AKBAŞ CEPHANELİĞİ

Akbaş Gelibolu Yarımadası'nın doğusunda, Büyük Anafarta ve Suyla Körfezi'ne giden yolun geçtiği Yalova Deresi ağzında, küçük gemilerin demirlemesine elverişli bir koydur. Burası Birinci Dünya Savaşında Çanakkale Boğazını savunan Türk kuvvetlerinin ikmal işlerinde kullanılmıştır.

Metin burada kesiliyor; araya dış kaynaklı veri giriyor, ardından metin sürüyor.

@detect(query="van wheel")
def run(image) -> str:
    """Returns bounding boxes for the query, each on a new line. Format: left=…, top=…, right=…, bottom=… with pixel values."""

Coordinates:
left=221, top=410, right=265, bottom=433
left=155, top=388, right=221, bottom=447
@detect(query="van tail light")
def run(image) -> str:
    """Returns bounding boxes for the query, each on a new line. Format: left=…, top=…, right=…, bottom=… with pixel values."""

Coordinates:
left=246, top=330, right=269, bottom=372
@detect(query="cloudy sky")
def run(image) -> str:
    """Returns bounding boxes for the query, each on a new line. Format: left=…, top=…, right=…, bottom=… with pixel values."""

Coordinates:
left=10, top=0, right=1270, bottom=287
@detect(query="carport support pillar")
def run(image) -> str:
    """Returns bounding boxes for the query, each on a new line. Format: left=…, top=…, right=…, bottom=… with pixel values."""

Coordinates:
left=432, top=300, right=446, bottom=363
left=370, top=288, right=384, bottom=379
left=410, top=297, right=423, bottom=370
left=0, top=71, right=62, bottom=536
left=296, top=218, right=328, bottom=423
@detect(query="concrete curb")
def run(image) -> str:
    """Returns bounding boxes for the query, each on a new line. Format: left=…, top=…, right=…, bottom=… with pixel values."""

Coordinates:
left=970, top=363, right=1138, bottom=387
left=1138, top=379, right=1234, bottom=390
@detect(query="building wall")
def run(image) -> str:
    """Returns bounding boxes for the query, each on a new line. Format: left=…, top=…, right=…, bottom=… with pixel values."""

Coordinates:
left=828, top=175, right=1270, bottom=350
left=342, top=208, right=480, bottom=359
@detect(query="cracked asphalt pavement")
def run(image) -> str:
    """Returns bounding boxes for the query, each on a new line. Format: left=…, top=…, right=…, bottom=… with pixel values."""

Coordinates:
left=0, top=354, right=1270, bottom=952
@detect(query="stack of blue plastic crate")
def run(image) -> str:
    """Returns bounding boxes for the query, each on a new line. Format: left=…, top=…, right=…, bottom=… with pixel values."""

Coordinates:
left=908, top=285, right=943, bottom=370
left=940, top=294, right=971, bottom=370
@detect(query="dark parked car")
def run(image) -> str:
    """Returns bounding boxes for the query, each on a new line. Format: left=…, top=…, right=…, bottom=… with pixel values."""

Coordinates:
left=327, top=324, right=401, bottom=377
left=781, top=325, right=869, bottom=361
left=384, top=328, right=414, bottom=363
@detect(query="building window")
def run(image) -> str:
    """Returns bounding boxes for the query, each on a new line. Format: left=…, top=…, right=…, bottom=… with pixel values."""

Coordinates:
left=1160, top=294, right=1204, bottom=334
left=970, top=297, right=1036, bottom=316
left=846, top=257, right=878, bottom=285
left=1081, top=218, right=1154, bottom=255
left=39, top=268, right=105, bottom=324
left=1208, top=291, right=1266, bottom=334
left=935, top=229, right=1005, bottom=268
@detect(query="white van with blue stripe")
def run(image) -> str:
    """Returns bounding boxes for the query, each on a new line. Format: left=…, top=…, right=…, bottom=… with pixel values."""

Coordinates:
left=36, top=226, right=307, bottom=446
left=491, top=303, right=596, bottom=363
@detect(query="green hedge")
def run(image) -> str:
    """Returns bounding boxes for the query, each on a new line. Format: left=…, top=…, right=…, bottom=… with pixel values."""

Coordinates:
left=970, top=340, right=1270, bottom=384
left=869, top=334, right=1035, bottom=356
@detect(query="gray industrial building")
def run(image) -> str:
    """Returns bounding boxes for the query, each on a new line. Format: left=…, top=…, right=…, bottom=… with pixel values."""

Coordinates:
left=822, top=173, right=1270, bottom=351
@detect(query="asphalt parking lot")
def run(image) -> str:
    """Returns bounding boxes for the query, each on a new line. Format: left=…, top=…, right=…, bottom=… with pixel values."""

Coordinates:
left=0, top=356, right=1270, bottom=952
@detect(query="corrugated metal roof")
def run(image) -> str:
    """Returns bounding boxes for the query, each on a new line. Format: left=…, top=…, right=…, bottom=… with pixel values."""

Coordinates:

1917 yılında Rusya'da Bolşevik İhtilali olunca, Rus savaş cepheleri çökmüş, Rusya savaştan çekilmişti. Türk kuvvetleri bu arada Ruslar'dan pek çok silah ve cephane ele geçirmişlerdi. Bu silah ve cephanenin önemli bir bölümü Osmanlı hükümeti tarafından Akbaş'taki cephaneliğe taşınarak muhafaza altına alınmıştı.

Birinci Dünya Savaşının sonunda imzalanan Mondros Mütarekesi'nden sonra İtilaf Devletleri ordumuzun bütün silah, cephane ve diğer harp malzemesine el koyarak bunları depolarda kendi askerlerinin muhafazasına almışlardı. Anadolu içerisinde bulunan tüfeklerin sürgü kollarını, topların kamalarını da sahillerdeki cephaneliklere taşıttırmışlardı.Bu arada Akbaş mevkiindeki önemli cephanelikte müttefikler adına Fransızların kontrolüne bırakılmıştı.

Atatürk'ün Nutuk'ta bildirdiğine göre Akbaş cephaneliğinde yirmi bin sandık cephane, sekiz bin mavzer, kırk makineli tüfek, ayrıca haberleşme ve istihkam araçları bulunuyordu.

Zeynel Kozanoğlu Kurmay Binbaşı İsmail Hakkı Bey'e dayanarak; Akbaş'ta sekiz bin tüfek, 137711 Alman Piyade fişeği, 5, 5 milyon mevzer cephanesi, 7331 sahra topu mermisi, 104 onbeşlik skoda mermisi, 398 onbuçukluk obüs mermisi bulunduğunu kaydeder.

1919 yılı sonlarına doğru İtilaf Devletleri sorumluları Rusya'da Bolşevikliğin ortadan kaldırılabileceği ümidini yitirmemişlerdi. Bu sebeple Akbaş Cephaneliği'nde bulunan silah ve cephaneyi Bolşeviklere karşı çarpışan Vrangel ordusu askerlerine vermeyi düşünüyorlardı. Bu amaçla 1920 yılı Ocak ayı başlarında Gelibolu limanına bir Rus gemisi gelmişti.

Silah ve cephaneye büyük bir ihtiyaç varken buradaki cephanelik Ruslar'a verilemezdi. bunun için buraya baskın yapmaya karar verildi ve hemen hazırlıklara başlandı.